What we are witnessing in the UK is very worrying. Whether it be councils issuing motoring tickets from traffic cameras to DNA databases, it's slowly going to hell in a hand-basket. What freedoms we do have left are being eroded faster than the Whitby coastline. I don't know about totalitarian but somewhere there has to be a backlash to this creeping poison and (yawn) we will end up being the 51st state (if we are not already).

God, how depressing.

ArcticFox said...

The answer is pre-crime like in minority report!!

I have seen the future, and you're all bleeped!!

FoX

Anonymous said...

Many magistrates have already been told that we 'cannot' award unpaid work hours, as there is not enough budget to administer it. This would be seen as, sometimes, a viable alternative to incarceration.
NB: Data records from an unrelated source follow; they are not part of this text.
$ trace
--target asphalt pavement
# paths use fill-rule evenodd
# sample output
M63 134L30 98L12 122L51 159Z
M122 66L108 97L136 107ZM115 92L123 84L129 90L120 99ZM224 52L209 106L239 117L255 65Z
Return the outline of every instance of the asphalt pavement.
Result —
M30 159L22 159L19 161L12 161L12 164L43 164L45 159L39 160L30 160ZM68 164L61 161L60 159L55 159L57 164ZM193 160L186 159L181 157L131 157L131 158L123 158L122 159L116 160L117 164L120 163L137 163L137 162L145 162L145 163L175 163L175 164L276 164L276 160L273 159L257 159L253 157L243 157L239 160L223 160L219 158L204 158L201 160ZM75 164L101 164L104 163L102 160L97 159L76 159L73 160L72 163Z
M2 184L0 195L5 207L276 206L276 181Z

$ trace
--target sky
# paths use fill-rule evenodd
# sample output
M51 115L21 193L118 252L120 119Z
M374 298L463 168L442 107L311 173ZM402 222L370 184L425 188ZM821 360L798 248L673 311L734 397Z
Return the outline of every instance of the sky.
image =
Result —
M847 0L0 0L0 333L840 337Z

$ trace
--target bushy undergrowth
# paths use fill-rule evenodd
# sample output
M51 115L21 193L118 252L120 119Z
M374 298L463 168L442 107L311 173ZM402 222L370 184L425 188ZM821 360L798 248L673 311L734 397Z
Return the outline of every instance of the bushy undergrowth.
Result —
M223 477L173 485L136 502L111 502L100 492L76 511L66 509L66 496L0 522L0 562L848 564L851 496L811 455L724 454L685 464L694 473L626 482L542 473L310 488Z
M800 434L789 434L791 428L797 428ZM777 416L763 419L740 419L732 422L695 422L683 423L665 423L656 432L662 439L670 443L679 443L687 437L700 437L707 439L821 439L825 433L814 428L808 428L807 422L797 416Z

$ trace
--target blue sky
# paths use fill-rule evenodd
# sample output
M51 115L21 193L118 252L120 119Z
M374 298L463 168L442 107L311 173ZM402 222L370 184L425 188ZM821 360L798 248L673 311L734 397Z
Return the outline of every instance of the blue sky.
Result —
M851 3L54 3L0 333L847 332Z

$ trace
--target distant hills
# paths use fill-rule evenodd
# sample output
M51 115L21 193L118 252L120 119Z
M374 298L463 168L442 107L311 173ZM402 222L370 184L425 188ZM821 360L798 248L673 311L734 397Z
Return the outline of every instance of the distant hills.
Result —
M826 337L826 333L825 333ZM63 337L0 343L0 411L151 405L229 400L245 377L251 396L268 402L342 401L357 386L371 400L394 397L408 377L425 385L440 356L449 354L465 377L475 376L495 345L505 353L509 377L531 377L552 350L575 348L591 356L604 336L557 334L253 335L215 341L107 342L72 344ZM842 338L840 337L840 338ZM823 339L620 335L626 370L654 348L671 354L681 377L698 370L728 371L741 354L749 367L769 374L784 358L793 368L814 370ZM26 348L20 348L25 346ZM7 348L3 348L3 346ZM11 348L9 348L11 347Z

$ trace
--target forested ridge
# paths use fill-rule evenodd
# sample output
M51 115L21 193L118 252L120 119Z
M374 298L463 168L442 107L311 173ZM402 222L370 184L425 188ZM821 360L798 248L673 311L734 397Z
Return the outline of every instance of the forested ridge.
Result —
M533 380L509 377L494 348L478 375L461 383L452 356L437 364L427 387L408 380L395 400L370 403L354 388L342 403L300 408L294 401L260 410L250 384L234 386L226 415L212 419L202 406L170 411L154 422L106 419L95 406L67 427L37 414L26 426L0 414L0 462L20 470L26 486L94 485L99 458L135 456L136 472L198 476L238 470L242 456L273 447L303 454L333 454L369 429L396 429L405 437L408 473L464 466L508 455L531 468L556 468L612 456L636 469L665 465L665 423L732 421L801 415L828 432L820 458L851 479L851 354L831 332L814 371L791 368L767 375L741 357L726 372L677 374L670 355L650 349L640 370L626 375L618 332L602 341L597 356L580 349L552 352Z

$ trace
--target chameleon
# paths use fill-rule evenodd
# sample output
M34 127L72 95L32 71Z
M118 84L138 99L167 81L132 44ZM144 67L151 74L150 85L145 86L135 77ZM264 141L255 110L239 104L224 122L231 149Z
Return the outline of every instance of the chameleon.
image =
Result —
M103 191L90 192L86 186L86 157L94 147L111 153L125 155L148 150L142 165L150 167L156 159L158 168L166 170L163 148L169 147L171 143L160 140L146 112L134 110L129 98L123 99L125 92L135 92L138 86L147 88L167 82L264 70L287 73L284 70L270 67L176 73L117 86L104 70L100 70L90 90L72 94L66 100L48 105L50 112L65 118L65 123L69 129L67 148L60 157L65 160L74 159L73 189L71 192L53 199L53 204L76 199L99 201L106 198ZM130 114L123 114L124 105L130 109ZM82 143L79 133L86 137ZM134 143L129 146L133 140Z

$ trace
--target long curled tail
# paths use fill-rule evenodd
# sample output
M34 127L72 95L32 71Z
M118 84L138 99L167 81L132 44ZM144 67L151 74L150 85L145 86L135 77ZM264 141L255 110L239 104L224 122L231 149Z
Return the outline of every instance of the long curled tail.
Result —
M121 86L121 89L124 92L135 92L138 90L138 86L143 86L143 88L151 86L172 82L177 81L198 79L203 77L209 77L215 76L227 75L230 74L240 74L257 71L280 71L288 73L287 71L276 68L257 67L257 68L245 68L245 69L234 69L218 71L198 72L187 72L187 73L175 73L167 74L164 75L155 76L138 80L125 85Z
Hey soon it will be like youth court where legislation has already been passed which means that unless it is a 'grave' crime we (I'm a mag guv, lock me up) can only give a referral order (read slap on wrist)

Stan said...

Cheers, Anonymous - that's cheery stuff from one who obviously knows.

I had to go read this which describes what a referral order is. The more I read of candy-assed schemes like this, the more Sharia Law starts to appeal. Heck, Denis Law even.

Silly sods couldn't even spell "Reintegration" right, which is a bit of a worry.